Stocks, Age and Asset Allocation

by James & Miel on January 8, 2009 · 0 comments

Hi All,

This posting is about age and asset allocation. It sounds boring, but since most peoples wealth building varies over the life span, its important to consider how age impacts your investment strategy.

When thinking about age, remember the younger you are, the greater the amount of long term money should be in stocks. The main idea behind this is stocks have historically outperformed other asset classes. So, when young people put their long term investing dollars into stocks they theoretically maximize their overall return. While at the same time, older people have a greater proportion of bonds or cash, thus allowing them optimize the balance of risk vs. return.

The rule of thumb is: 100 – your age = % in stocks.

For example, someone who is 33 should have approximately 67% of their long term investment funds in stocks (right, 100 – 33 = 67).

However, like most investing wisdom, you should take this with a grain of salt. There are at least two problems with this rule.

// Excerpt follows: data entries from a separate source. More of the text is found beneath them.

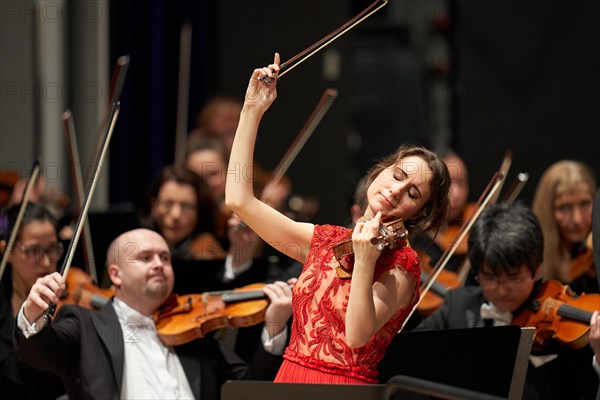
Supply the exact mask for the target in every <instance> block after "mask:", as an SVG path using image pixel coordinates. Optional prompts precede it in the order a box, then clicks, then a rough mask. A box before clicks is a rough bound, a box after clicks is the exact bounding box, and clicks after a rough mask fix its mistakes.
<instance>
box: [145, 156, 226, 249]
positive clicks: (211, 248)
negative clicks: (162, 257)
mask: <svg viewBox="0 0 600 400" xmlns="http://www.w3.org/2000/svg"><path fill="white" fill-rule="evenodd" d="M141 220H142V223H141V225H142V226H143V227H145V228H149V229H153V230H155V231H157V232H158V233H160V234H161V235H162V236H163V237H164V238H165V240H166V241H167V243H168V244H169V247H170V248H171V253H172V255H173V256H174V257H183V258H191V259H197V260H214V259H224V258H225V256H226V252H225V250H224V249H223V246H222V244H221V243H220V242H219V241H218V239H217V235H218V233H217V209H216V204H215V201H214V199H213V196H212V194H211V192H210V189H209V187H208V185H207V184H206V182H205V181H204V180H203V179H202V178H201V177H199V176H198V175H196V174H194V173H193V172H191V171H189V170H187V169H186V168H185V167H183V166H180V165H175V164H174V165H168V166H166V167H164V168H163V169H162V170H161V172H160V173H159V174H158V176H157V177H156V178H155V180H154V182H153V183H152V184H151V185H150V188H149V193H148V195H147V196H146V203H145V204H144V206H143V207H142V217H141Z"/></svg>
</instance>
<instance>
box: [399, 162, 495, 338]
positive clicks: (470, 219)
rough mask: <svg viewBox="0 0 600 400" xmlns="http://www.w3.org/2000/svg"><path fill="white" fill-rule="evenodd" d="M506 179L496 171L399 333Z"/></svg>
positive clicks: (435, 270)
mask: <svg viewBox="0 0 600 400" xmlns="http://www.w3.org/2000/svg"><path fill="white" fill-rule="evenodd" d="M504 178H505V175H503V174H502V173H501V172H500V171H496V173H494V176H493V177H492V179H491V181H490V182H489V183H488V185H487V187H486V188H485V190H484V191H483V193H482V194H481V196H480V197H479V200H477V207H476V209H475V211H473V213H472V214H471V215H470V216H469V219H467V220H466V221H465V223H464V224H463V225H462V226H461V228H460V231H459V232H458V235H457V237H456V240H455V241H454V243H453V244H452V246H450V247H448V248H446V251H444V254H442V257H440V259H439V260H438V262H437V263H436V265H435V266H434V267H433V269H432V270H431V272H430V273H429V276H428V277H427V280H426V281H425V283H424V285H423V286H422V287H421V290H420V292H421V294H420V297H419V300H418V301H417V303H416V304H415V305H414V307H413V309H412V310H411V312H410V314H409V315H408V317H407V318H406V319H405V320H404V324H403V325H402V328H400V331H398V332H401V331H402V329H404V326H405V325H406V322H407V321H408V320H409V319H410V317H411V316H412V315H413V313H414V312H415V310H416V309H417V307H418V306H419V303H420V302H421V300H422V299H423V297H424V296H425V294H426V293H427V292H428V291H429V289H431V287H432V286H433V284H434V282H435V281H436V279H437V277H438V276H439V275H440V273H441V272H442V270H443V269H444V267H445V266H446V264H447V263H448V261H450V257H452V255H453V254H454V252H455V251H456V249H457V248H458V246H459V245H460V243H461V242H462V241H463V239H464V238H465V236H466V235H467V233H468V232H469V231H470V230H471V227H472V226H473V224H474V223H475V221H476V220H477V218H479V215H480V214H481V213H482V212H483V210H484V209H485V207H486V206H487V205H488V204H489V203H490V201H491V200H492V199H493V198H494V196H495V195H496V194H497V192H498V190H499V188H500V186H501V185H502V183H503V182H504Z"/></svg>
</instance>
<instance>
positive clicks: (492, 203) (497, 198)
mask: <svg viewBox="0 0 600 400" xmlns="http://www.w3.org/2000/svg"><path fill="white" fill-rule="evenodd" d="M512 159H513V151H512V150H511V149H508V150H506V152H504V157H503V158H502V163H501V164H500V169H499V170H498V171H499V172H500V173H501V174H502V175H503V176H504V177H506V176H508V171H509V170H510V166H511V165H512ZM503 185H504V179H503V180H502V183H501V184H500V187H499V188H498V191H496V193H495V194H494V196H493V197H492V199H491V200H490V203H491V204H495V203H496V202H497V201H498V197H499V196H500V192H501V191H502V186H503Z"/></svg>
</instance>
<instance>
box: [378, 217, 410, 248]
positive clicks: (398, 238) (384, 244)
mask: <svg viewBox="0 0 600 400" xmlns="http://www.w3.org/2000/svg"><path fill="white" fill-rule="evenodd" d="M407 237H408V230H407V229H406V227H405V226H404V222H403V221H402V220H401V219H399V220H396V221H394V222H392V223H391V224H389V225H381V226H380V227H379V236H377V237H376V238H372V239H371V243H372V244H374V245H375V248H376V249H377V250H379V251H380V252H381V251H383V250H384V249H385V248H386V247H389V248H390V249H395V248H396V247H397V246H398V242H397V240H398V239H404V240H406V238H407ZM405 244H406V243H405Z"/></svg>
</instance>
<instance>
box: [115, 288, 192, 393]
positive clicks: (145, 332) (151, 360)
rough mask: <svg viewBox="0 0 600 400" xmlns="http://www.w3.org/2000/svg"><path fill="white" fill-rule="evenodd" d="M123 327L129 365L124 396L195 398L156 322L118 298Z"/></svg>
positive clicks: (128, 366) (124, 392)
mask: <svg viewBox="0 0 600 400" xmlns="http://www.w3.org/2000/svg"><path fill="white" fill-rule="evenodd" d="M113 307H114V309H115V312H116V313H117V317H118V318H119V323H120V324H121V328H122V329H123V341H124V345H125V365H124V368H123V386H122V387H121V398H122V399H193V398H194V394H193V392H192V389H191V387H190V384H189V382H188V380H187V377H186V375H185V371H184V370H183V367H182V366H181V362H180V361H179V357H177V354H176V353H175V351H174V350H173V348H172V347H167V346H165V345H164V344H163V343H162V342H161V341H160V339H159V337H158V334H157V332H156V327H155V325H154V321H153V320H152V318H151V317H147V316H145V315H143V314H142V313H140V312H139V311H137V310H134V309H133V308H131V307H129V306H128V305H127V304H125V303H124V302H122V301H121V300H119V299H117V298H115V299H114V300H113Z"/></svg>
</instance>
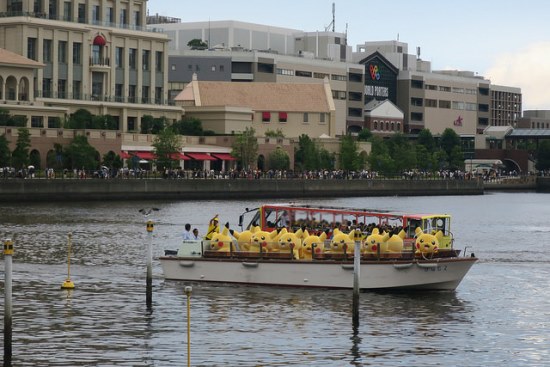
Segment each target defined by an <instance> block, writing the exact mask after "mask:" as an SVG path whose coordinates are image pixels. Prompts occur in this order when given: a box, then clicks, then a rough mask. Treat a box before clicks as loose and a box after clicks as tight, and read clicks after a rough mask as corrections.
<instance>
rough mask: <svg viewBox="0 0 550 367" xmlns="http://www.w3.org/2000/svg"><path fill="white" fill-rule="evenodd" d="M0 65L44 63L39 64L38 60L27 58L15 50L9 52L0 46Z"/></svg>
mask: <svg viewBox="0 0 550 367" xmlns="http://www.w3.org/2000/svg"><path fill="white" fill-rule="evenodd" d="M0 65H16V66H27V67H29V66H33V67H41V66H44V64H41V63H39V62H38V61H34V60H31V59H28V58H26V57H24V56H21V55H19V54H16V53H15V52H11V51H8V50H5V49H3V48H0Z"/></svg>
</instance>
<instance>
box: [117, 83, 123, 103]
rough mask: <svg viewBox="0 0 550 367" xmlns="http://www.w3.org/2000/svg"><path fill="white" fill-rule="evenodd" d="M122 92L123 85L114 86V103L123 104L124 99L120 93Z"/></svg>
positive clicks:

First, it relies on historical information about the long term return on equities versus other types of assets (bonds and real estate). The rule is based on the historical performance of US markets since the 1930s. What people don’t tell you isother markets, like postwar Japanese equities and US stocks before 1930 showed far different patterns.

Second, credible investment thinkers say even with stock market risks, one is still better off fully in stocks. David Carlson is a proponent of this philosophy. However, the recent extreme losses in the stock market may have changed the views of those who argue this perspective. Its too soon to say who is correct, but recent stock performance notwithstanding one can reasonably say it makes sense to be 100% invested in equities.